Mais là, les mots ne semblent pas efficaces. Joshua se fiche bien de ce que je raconte. Je dois être sans doute maladroit dans ma manière de dire les choses. Et, merde, je ne suis pas né pour être un bon samaritain. J’apprends au fil des semaines, et autant dire que cela ne me réussit pas franchement.
J’ai carrément l’air encore plus flippant qu’auparavant.
Ce n’est donc pas étonnant que le gamin se tire sans rien me dire de bien concret. Et moi, je reste là, avec cet échec cuisant en tête ; je suis vraiment trop nul pour les discussions. Je n’ai toujours agi qu’avec mes poings – les mots ne venaient qu’ensuite, et ce n’était que pour dire des choses horribles aux personnes qui se trouvaient déjà à terre. Lorsque j’y pense, je me demande bien comment j’ai pu tomber si bas.
Et comment je peux faire pour me relever à présent.
Je n’ai pas les solutions miracles et c’est carrément désespérant d’être aussi perdu lorsque l’on souhaite autant être une aide pour les autres. Alors je reste là, je m’assois par terre et je réfléchis à ce que j’ai planté ou à ce qui ne va pas chez ce gamin qui pourrait être mon propre frère. Et c’est sans doute pour cette raison que son sort m’intéresse à ce point : ces gamins pourraient tous être mes frères et je n’ai pas envie qu’ils connaissent la même fin.

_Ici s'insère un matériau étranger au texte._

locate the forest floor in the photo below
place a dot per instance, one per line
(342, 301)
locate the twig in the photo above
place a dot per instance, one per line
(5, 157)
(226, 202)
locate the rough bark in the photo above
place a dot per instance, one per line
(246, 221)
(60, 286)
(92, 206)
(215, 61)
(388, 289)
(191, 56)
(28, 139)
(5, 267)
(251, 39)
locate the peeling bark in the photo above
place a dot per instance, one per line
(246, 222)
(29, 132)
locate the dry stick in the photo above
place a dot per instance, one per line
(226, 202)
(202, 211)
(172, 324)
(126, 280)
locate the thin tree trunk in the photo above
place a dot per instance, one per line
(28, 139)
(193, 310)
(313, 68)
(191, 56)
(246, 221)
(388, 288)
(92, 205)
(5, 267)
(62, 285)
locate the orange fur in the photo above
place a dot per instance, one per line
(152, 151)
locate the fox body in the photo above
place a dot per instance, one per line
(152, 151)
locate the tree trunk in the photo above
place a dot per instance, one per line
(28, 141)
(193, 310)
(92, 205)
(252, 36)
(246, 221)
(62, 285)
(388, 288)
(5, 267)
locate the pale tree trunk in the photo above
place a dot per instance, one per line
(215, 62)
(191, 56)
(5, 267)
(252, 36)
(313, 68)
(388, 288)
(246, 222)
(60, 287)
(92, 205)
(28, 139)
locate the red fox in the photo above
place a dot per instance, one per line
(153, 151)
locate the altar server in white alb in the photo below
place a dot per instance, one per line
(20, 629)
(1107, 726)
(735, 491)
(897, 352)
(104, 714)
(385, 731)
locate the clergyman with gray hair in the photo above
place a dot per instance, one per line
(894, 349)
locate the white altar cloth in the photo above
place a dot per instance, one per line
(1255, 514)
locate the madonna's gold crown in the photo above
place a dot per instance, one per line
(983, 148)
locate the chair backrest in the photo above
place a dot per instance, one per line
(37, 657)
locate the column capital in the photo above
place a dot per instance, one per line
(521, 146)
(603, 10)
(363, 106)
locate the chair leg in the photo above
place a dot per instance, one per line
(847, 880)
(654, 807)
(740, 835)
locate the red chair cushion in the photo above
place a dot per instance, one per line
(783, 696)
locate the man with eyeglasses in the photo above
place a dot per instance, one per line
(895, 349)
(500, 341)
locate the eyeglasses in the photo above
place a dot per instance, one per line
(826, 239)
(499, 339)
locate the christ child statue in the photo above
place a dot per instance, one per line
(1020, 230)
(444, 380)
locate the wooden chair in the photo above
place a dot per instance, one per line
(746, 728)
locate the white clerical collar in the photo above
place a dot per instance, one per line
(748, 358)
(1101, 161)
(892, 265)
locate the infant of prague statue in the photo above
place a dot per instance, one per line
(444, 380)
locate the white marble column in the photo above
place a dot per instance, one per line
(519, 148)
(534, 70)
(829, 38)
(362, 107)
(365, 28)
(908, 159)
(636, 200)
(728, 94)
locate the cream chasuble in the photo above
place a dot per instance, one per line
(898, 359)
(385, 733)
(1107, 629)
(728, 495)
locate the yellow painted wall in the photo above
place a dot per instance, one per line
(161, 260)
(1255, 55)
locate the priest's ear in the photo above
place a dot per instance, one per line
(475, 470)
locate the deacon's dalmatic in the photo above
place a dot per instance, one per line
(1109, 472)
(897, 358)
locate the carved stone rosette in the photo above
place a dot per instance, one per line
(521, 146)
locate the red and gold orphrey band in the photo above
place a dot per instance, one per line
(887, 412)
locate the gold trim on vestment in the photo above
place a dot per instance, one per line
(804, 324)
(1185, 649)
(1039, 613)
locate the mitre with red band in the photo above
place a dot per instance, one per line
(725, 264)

Et c’est perdu dans mes pensées que j’entends la porte qui se ferme, ce qui me tire de mes réflexions. Je me relève d’un coup et me précipite vers la porte, mais la serrure se ferme. La paume de main s’écrase violemment contre la porte et je lâche un : « EH ! » sonore, mais rien.
Non mais sérieusement ? Depuis quand on ferme des portes sans vérifier que les salles sont vides ?
Je donne un coup de pied, enragé, dans la porte et balance quelques : « merde ! putain ! fait chier ! », qui montrent à quel point mon éducation a tout de parfaite au vu de ma politesse qui ferait pâlir les plus à cheval sur les bonnes manières.
Ne me reste plus qu’à allumer une clope et attendre que le temps passe.